Today, there is a serious disconnect between federal immigration and state child welfare policies. Undocumented immigrants routinely “disappear into the immigration detention system and are separated from their families for months and denied contact with welfare agencies deciding their children’s fate.”[3] Furthermore, once deported it is a felony for deportees to reenter the States, making it difficult for parents to reunite with their children. Meanwhile, under the Adoption and Safe Families Act, if parents have been absent for 15 out of 22 consecutive months, states must pursue the termination of parental rights.[4] This leaves most parents helpless to fight a U.S. judge deciding what is best for their children, which normally can include placement of the children in foster care or putting them up for adoption.

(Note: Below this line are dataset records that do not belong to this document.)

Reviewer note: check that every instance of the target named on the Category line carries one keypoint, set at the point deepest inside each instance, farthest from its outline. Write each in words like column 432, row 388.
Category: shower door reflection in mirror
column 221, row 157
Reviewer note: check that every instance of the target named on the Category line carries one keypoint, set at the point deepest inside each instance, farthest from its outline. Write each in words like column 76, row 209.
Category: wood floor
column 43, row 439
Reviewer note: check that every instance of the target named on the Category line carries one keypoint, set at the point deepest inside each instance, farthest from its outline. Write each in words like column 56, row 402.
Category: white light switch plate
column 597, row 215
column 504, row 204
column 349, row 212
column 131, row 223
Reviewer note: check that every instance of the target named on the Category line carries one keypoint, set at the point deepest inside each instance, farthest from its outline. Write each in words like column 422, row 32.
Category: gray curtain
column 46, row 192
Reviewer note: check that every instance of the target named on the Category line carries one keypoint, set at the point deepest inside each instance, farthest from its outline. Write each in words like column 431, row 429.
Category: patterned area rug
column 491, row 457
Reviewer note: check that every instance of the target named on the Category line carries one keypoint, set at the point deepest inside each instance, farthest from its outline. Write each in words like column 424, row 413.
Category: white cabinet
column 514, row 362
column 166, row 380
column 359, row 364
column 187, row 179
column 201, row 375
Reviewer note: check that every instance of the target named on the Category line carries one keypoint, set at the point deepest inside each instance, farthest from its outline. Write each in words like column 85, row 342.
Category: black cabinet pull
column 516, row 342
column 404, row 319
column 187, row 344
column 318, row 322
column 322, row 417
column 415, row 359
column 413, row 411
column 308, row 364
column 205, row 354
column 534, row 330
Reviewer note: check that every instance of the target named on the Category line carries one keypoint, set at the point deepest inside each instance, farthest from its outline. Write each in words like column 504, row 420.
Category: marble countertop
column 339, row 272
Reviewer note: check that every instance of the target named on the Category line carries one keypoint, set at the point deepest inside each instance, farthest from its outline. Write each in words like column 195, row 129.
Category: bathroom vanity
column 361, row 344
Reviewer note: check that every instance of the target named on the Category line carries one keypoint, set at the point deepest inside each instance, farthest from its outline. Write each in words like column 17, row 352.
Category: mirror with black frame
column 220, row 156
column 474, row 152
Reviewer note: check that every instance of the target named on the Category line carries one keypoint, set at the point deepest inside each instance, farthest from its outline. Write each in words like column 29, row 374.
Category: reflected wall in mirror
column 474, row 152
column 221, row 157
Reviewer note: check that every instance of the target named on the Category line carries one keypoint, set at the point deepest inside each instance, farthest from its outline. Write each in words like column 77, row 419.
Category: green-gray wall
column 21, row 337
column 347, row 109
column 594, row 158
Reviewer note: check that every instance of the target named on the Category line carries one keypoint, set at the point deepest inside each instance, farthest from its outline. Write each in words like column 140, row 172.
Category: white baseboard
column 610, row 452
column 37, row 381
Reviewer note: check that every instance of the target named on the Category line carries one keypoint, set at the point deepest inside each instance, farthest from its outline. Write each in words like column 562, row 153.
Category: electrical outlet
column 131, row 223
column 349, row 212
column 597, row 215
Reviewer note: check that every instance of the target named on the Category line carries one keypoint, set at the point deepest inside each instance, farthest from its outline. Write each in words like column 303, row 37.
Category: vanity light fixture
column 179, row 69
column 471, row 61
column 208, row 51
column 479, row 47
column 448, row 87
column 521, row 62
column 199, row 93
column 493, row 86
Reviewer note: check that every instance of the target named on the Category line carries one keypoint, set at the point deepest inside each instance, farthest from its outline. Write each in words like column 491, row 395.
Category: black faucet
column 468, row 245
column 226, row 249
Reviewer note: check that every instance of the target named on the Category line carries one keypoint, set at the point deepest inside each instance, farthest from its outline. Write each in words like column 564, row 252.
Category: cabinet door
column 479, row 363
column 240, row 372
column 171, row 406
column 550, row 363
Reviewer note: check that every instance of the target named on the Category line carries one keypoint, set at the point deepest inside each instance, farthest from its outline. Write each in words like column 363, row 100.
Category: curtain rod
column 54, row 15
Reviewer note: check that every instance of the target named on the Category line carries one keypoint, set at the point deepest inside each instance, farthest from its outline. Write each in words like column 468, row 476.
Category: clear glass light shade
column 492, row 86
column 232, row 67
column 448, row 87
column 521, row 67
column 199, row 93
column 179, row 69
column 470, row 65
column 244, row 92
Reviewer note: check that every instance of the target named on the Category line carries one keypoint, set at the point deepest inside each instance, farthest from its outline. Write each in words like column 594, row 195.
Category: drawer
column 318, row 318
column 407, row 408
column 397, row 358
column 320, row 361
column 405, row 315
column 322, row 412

Those trying to reunite with their children face an uphill battle. If faced with deportation and termination of parental rights, parents may have to obtain temporary legal status to challenge any adoption and ask the court to allow them to take their children back to the parents’ native home. However, a parent’s immigration status may itself be grounds for the permanent separation of families. As stated by Judge David Dally, “Smuggling [oneself] into a country illegally and committing crimes in this country is not a lifestyle that can provide any stability for a child.”[5]
As a result, in the event of mass deportation, four million U.S.-born children will likely end up in the child welfare system, and be faced with the daunting prospect of being separated from their parents and families for a long, long time.